The interesting thing for Data Scientists is the fact that Spark has Machine Learning libraries built-in. But when I first started using Spark, I was confused. There seem to be two ML implementations. In addition, the naming conventions might be a bit confusing, as well. What are the different APIs and which one should I choose? Let’s take a brief look, focusing mostly on what all of this means for programmers.

RDD API

The older API is known as MLlib (more on naming a bit later), and it is based on RDDs, or Resilient Distributed Datasets. They are faul-tolerant and parallelized collections of elements. For example, we could create a RDD from an existing data type using the parallelize function (in Scala):

// The original data array
val data = Array(1, 2, 3)
/** Create the parallelized dataset.
    Note that sc is the SparkContext.
    Check Spark docs for initializing it.*/
val parallelData = sc.parallelize(data)

Ok, easy enough. Now we are starting to get to the interesting part. How do we do something with these parallel data collections? If you want to perform transformations to the data, it’s necessary to use many functional programming methods, such as map or reduce. Some examples of this:

// Get the sum of elements
parallelData.reduce((a, b) => a + b)
// Add one to each element
parallelData.map(a => a + 1)

In short, working with RDDs requires some functional programming skills. It also leaves a lot of options to the programmer: how to implement something. It of course also means that poor implementation might have poor performance. In a way, the old API requires imperative style of programming.

Now would be a good time to mention that the RDD API is in maintenance mode since Spark 2.0, and that from Spark 3.0 it will be deprecated. The old API will be useful at least until the new one catches up and reaches feature parity. Anyway, there is a new game in town. Let’s take a look at the new API and what it means from a programming perspective.

Dataframe API

First, a few notes on naming conventions. This is to ease some confusion that might appear when finding information about different APIs. Officially, the new API is called SparkML Dataframe-based API. This is the name that I will be using, as well. However, many if not most people use MLlib when referring to the old RDD API, and SparkML or Spark ML when talking about the new one. This is not an official name, however.

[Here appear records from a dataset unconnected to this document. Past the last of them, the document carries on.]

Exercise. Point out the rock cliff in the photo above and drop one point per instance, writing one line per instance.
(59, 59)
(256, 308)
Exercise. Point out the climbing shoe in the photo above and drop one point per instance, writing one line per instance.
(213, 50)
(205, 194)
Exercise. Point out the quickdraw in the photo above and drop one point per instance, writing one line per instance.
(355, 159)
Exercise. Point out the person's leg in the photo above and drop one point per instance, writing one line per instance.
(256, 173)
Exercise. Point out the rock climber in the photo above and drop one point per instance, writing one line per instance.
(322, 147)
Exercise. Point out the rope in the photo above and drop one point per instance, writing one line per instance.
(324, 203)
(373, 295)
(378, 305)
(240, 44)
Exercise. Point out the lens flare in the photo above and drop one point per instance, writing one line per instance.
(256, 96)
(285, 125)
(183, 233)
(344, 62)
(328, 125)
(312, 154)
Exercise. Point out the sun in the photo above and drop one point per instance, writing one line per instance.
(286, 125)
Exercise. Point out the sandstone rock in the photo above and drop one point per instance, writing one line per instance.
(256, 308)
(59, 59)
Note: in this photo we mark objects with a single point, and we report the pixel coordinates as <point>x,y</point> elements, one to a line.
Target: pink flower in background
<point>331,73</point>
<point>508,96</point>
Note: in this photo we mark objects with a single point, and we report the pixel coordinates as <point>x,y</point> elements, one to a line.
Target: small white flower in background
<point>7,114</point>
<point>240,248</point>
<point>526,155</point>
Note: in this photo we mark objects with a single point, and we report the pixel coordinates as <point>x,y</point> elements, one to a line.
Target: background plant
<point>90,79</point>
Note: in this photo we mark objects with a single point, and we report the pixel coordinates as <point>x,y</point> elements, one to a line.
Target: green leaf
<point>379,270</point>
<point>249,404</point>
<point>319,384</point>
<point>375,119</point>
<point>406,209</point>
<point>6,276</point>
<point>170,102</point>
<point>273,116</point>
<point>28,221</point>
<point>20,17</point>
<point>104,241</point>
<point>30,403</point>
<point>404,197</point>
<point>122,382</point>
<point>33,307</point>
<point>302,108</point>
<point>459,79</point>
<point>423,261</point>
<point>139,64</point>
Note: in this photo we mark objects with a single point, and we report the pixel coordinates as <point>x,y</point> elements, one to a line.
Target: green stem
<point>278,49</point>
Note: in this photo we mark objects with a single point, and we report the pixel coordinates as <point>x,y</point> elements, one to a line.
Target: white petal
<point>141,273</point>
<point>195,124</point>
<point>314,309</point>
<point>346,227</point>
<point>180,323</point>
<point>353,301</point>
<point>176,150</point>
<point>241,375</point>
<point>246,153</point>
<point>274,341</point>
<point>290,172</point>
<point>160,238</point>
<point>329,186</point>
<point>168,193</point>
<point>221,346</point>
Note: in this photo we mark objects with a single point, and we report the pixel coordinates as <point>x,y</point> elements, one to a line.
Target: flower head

The new API is based on Dataframes instead of RDDs, and is now used as the primary API for Sparks machine learning capabilites. A Dataset is a distributed data collection that aims to combine the benefits of RDDs and Spark SQL engine. In the context of machine learning, we are especially interested in DataFrames. They are Datasets with named columns. From a programming perspective, two important points come to mind when talking about DataSets:

  • Conceptually, they can be considered relational database tables
  • They are well optimized, and the developer doesn’t need to worry about these optimizations

One more thing: DataFrames are lazy, which means any operations on them are not evaluated until Spark deems it necessary. You can define all the transformations you want, but they might be executed a bit later. A small example:

/** Now we have a DataFrame df with columns "name" and "age", among other
    things. */
// Let's filter out people under 18
df.filter($"age" > 18)
// Note that nothing has been done yet.

// Now let's print it out, this will also execute the query
df.show()

DataFrames are also related to an important feature called Pipelines. I’ll write a separate blog post about that in more detail. Anyway, in short, DataFrames are higher level than RDDs, and the optimizations happen under the hood.

The Main Point

I mentioned earlier that RDDs require developers to think imperative (and functional). With the new API, this has changed, and a completely different programming paradigm is required. DataFrames resemble database tables, and Spark even uses an SQL engine in the background. SQL happens to be a declarative language, which means you specify what to do, not how. This means that even though we are still using Spark and its machine learning capabilities, the style of programming has completely changed. This demonstrates that it’s always necessary to be versatile in the world of Data Science.